У великого князя вечеринка была,
А сидели на пиру честные вдовы…
Промежду собою разговоры говорят,
Все были речи прохладные, —
Не отколь взялась тут Марина Игнатьевна,
Водилась с дитятами княженецкими,
Она больно Марина упивалася,
Голова на плечах не держится,
Она больно Марина похваляется:
«Гой еси вы, княгини, боярыни;
Во стольном во граде во Киеве
А и нет меня хитрее, мудрее,
А и я де обернула десять молодцев,
Сильных могучих богатырей, гнедыми турами».

Разумеется, я не берусь утверждать, что личность Ольги целиком подходила под этот социально-психологический тип. Но еще меньше я уверен в том, что у историка имеются достаточные основания, чтобы пересадить «матерь всех князей русских» из седла за прялку. Во всяком случае, летописный портрет Ольги выдержан, так сказать, в «мужских тонах». Сказание о мести рисует ее и во главе войска, и с чашей в руке на погребальном пиру. Кроме того, предание наделило Ольгу еще одним выдающимся качеством, особо ценимым в дружинной среде, — ее прославленной «мудростью». Понятие о мудрости в ту пору сильно отличалось от нынешнего. Языческая мудрость заключалась в умении обмануть, перехитрить («переклюкать») соперника или врага, обернуть всякое дело себе на пользу. По-видимому, нельзя отрицать, что это свойство действительно было присуще Ольге как историческому лицу. Хотя наделение славянских «праматерей» незаурядным умом — вполне трафаретная черта их идеального портрета. Так, средневековый чешский историк Косьма Пражский пишет о легендарной Любуше, что она была «лучшая между женщинами, предусмотрительная в совете… в решении государственных дел ни с кем не сравнимая…». Между прочим ей приписывается основание городов Любушина и Праги — «города славою до звезд превозносящегося», подобно тому как Ольга слывет в русских преданиях основательницей Пскова.

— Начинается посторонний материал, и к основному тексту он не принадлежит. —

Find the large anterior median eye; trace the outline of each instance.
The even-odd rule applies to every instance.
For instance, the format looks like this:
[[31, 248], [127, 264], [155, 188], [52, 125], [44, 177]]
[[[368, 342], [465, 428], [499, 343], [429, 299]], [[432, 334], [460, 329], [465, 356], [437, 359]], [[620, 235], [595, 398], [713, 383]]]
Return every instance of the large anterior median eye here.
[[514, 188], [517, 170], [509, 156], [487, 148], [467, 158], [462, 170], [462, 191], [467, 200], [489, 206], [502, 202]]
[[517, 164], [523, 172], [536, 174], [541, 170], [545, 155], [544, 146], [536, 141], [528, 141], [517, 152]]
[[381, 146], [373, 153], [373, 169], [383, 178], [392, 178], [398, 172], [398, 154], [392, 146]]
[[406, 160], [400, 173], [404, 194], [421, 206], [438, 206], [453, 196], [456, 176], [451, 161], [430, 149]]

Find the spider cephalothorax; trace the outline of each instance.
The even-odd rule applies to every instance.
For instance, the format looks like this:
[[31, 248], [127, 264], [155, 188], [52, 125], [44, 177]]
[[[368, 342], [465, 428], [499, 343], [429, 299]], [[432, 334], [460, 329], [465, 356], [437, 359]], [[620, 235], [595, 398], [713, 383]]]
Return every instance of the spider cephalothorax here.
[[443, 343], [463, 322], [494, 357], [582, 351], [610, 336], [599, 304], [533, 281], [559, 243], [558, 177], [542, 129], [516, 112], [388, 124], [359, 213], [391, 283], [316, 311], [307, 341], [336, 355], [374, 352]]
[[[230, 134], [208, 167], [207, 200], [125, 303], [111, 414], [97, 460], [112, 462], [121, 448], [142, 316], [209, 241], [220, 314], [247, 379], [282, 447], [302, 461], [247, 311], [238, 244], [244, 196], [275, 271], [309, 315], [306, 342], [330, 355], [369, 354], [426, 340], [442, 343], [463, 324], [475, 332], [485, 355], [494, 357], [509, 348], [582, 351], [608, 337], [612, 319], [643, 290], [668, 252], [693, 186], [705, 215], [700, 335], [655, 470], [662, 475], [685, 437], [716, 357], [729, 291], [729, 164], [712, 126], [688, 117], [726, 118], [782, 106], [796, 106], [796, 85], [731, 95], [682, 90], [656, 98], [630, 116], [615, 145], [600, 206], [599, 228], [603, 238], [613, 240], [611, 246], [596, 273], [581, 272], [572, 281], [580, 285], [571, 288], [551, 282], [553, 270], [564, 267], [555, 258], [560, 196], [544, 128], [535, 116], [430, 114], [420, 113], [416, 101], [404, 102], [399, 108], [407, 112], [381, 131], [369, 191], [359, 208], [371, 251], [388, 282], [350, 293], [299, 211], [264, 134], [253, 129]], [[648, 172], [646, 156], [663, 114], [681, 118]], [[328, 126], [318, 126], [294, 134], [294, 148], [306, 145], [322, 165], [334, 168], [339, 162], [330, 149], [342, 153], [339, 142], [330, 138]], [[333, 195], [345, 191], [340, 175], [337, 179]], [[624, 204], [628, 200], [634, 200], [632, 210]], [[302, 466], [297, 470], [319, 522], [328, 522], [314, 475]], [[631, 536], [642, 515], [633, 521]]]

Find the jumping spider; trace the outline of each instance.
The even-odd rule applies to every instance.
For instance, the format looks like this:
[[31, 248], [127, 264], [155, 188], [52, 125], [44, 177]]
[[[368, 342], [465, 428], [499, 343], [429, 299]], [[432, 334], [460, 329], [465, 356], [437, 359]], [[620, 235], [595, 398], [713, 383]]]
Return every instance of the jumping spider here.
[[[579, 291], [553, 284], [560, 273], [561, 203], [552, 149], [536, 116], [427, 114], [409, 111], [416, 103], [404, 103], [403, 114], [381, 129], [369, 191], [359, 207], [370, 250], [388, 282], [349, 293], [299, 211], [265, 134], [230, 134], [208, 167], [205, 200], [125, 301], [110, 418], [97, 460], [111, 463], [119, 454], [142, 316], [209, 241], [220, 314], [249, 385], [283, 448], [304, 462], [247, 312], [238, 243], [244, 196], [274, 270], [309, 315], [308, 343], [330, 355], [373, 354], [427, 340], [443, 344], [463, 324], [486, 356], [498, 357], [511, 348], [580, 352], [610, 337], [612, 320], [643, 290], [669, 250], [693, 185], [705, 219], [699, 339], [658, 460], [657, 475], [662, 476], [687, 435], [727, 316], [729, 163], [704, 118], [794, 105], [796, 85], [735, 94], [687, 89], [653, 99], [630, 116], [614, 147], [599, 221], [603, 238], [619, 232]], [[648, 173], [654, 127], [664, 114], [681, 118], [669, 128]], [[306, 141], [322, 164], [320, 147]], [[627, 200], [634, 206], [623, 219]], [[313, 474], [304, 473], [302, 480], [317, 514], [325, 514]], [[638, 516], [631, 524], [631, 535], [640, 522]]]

В свете сказанного становится понятным, почему именно Ольга унаследовала киевский стол. Ее возвышение было своего рода закономерностью, так как явилось следствием естественного хода вещей. Гибель Игоря превратила Ольгу в ту единственную политическую фигуру, вокруг которой только и могли сплотиться члены великокняжеского рода. Авторитет ее не возник вдруг; благодаря своему знатному происхождению, волевому характеру и проницательному уму, она еще при жизни мужа пользовалась чрезвычайным уважением: Игорь, говорит Иоакимовская летопись, «Ольгу, мудрости ее ради, паче иных [жен] чтяше». Положение «старшей» жены и предводительницы собственной многочисленной дружины позволило Ольге выступить организатором карательного похода русов в «Дерева». Успешное его завершение окружило Ольгу ореолом удачи, которая была необходимым элементом княжеской харизмы. Обычай закрепил за ней старшинство в роду; победа над «древлянами» укрепила веру в ее сакральное могущество. Вместе с родовой властью к «мудрой» княгине перешла слава угодного богам вождя-жреца, отправителя культа (на исполнение Ольгой жреческих функций указывает сцена с убийством «древлян» на могиле Игоря и совершение жертвоприношений под стенами Искоростеня). Так Ольга сосредоточила в своих руках исключительные права верховной власти, духовной и светской.